漫才「出会いがない」
2「はいどーも」
T「Tです」
B「Bでーす。よろしくねー。」
T「軽いなあ。よろしくお願いしまーす。」
T「いやさ、つくづく思うんだけどさ、東大生って出会いがないよね。」
B「こんなにも優秀な人材に毎日出会っているというのに?」
T「いや、そういうんじゃなくてさ。」
T「・・・可愛い女の子と出会いたい。」
B「こんな美女が目の前にいるのに失礼ですね。」
T「どこが美女だよ。」
B「心外な。でもいいよ。あいにく私は性格がいいから君の暴言は全て水に流し可愛い女の子との出会いを練習させてあげるよ。あっ拍手ありがとうございます。ありがとうございます。(手を振る)」
T「お客さんに手を振るな!でもまあそれはありがたいですね。宜しくお願いします。」
B「で、どんなんがタイプなんですか?(偉そうに)」
T「腹たつ顔だなあ。そうですね、こう何というか、まあ小柄で…」
B「ホビット族。」
T「ホビット族ではないかな。できれば人間でお願いします。」
B「サル目ヒト科ヒト族ですか?」
T「は、はい。」
B「なるほど。変わった趣味ですね。」
T「じゃあお前は何と恋愛するんだよ。」
B「まあね。それは置いておいて。サル目ヒト科ヒト属以外に何かご注文は。君の好きなように設定していいよ。」
T「なんだよ気になるな。…いやそうでもないか。そうだな、とりあえず年下で。」
B「年下—…?生後何日くらい?」
T「生後18年くらいで。」
B「なるほど生後6570日ね。」
T「わかりづらいにもほどがあるわ。」
B「で?後は?」
T「ねえなんかもうめんどくさくなってきたから適当にやってくれて良いよ。時間もないしお客さんも飽きちゃうから。」
B「えっこれだけじゃ無理ですよ。せめて後血液中の赤血球濃度ぐらいは聞かないと。」
T「どうやってその情報を女の子に反映させるんだよ。」
B「主に運動能力ですかね。やっぱり赤血球が多い方がスポーツに向いているので。」
T「じゃあ多めで!!(投げやり)」
B「ウィ。」
B「じゃあ出会おうか。どういう状況にしよう。」
T「そうですね、せっかくだから僕の入ってるサークルに女の子が偶然入部してきて一目あった瞬間に恋に落ちるなんてどうですか。
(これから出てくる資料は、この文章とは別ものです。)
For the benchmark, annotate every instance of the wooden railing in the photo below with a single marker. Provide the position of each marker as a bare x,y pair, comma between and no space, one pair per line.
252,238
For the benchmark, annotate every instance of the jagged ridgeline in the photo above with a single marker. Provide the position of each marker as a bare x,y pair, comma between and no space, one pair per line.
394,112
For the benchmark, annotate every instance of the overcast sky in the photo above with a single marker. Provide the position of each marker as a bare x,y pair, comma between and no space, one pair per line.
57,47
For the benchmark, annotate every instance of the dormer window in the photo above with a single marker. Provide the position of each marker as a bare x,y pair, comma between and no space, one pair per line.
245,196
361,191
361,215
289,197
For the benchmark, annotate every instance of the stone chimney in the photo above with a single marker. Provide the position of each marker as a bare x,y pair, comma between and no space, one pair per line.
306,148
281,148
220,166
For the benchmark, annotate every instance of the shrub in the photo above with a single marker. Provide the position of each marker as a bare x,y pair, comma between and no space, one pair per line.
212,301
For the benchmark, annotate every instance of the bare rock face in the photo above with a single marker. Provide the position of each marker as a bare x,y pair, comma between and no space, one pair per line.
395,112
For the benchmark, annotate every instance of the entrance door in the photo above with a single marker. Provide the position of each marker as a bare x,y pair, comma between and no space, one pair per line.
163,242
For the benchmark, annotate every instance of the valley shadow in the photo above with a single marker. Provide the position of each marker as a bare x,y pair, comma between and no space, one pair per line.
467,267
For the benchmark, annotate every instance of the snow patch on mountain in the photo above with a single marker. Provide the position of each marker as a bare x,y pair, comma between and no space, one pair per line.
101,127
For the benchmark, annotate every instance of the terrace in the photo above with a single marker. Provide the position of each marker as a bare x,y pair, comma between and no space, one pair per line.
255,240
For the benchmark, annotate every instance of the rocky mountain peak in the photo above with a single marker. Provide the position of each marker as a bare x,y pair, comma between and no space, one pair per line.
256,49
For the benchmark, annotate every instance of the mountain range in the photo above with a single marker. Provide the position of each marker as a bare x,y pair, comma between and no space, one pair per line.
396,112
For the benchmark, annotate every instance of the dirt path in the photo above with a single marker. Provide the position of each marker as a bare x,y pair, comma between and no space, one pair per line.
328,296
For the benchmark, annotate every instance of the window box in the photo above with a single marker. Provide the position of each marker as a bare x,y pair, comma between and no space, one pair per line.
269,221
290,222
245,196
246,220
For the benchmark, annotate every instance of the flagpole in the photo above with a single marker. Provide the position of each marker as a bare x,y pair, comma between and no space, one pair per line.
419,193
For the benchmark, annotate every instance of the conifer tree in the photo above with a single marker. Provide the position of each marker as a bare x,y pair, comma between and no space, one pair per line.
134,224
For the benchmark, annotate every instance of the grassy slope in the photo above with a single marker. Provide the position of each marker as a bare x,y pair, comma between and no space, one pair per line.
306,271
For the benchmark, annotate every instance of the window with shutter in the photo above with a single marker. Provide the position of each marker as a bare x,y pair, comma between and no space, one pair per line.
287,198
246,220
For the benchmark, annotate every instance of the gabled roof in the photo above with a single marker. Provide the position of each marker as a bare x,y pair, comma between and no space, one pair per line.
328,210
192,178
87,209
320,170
」
B「へーぇ。そういうのが好きなんだー。ベッタベタですね。少女漫画か。」
T「うるさいなあ。良いでしょ。」
B「否定はせんよ。(にやり)じゃあ部室の中にいて、私新入生で入っていくから。」
T「オーケー。」
ある程度距離をとって。
B「わあ!ここがウエイトリフティング部かあ!ガラガラ(引き戸を開ける仕草)あっ…(一目惚れしたような仕草)」
T「あっ…じゃねえよ。何で俺ウエイトリフティング部に入ってることになってるんだよ。」
B「だって小柄で赤血球濃度高めの女の子って大抵ウエイトリフティングやってるでしょ。」
T「やってねえよ。どんな偏見だよ。」
T「せっかく笑論法で活動してるんだから、どうせなら笑論法に入部してきてほしいなあ。」
B「そんな物好きな可愛い女の子がいるはずないだろ!周り見てみろよ!」
T「失礼にもほどがある…。」
また距離をとる。
B「わーここが笑論法かあ。(テンション低め)ガラガラ(引き戸を開ける仕草。目があって)あっ…。」
この間Tは同じようにあっ…ってなった後ニヤニヤしてる。
B「Hola! Me llamo B! Encantada! Junto a lost res en mi casa es un carnicero. Gracias! Adios!」
T「ちょちょ急にどうしたの?えっ帰らないで?かろうじてアディオスだけは聞き取れたよ?」
B「すすすみません私緊張するとスペイン語しか話せなくなっちゃうんです。」
T「さっきから女の子が特殊すぎる。」
B「だってスペ語選択女子って大抵慌てるとスペ語喋り出すでしょ。」
T「喋らねえよ。喋り出す女子見たことあんのか?」
B「私。」
T「お前だけだよ!」
T「ちなみにさっき何て言ってたの…?」
B「えーっ(照れたような仕草の後)こんにちは。私の名前はBです。お会いできて嬉しいです。」
T「うん。」
B「私の家の三軒隣が肉屋です。ありがとうございます。さようなら。キャッ(照れてる)」
T「何だよその無駄な情報!どこに照れる要素があるんだよ!聞かなきゃよかった!お願いだからちゃんとした女の子やってよぉ…。」
また距離を取る
B「わあ!ここが笑論法かあ!(ガラガラ)あっ…。」
色々と照れた仕草をした後。
B「…こ、こんにちは。笑論法の方ですか?」
T「そ、そうです…。えっなんか急にちゃんとした女の子だな。えっどうしよう。(急にきょどり出す)は、は、初めまして…。」
B「は、はじめまして…。」
沈黙。
B「(声色を変えて)おっ!新入生?こっちおいで普段どんな活動してるか説明してあげるよ。」
B「ドキッ。はっはい…。(何処か行く)」
T「あっちょ…まって…」
B戻ってくる。
B「はい。終了。(手を叩く)どう?わかった?」
T「な、何を?」
B「君には出会いが無いんじゃない。あってもその機会を活かせなかっただけだったんだよ。」
T「そうでした。」
B「じゃ、そろそろ終わりにしようか。」
T「はい。すみませんでした。どうもありがとうございました。」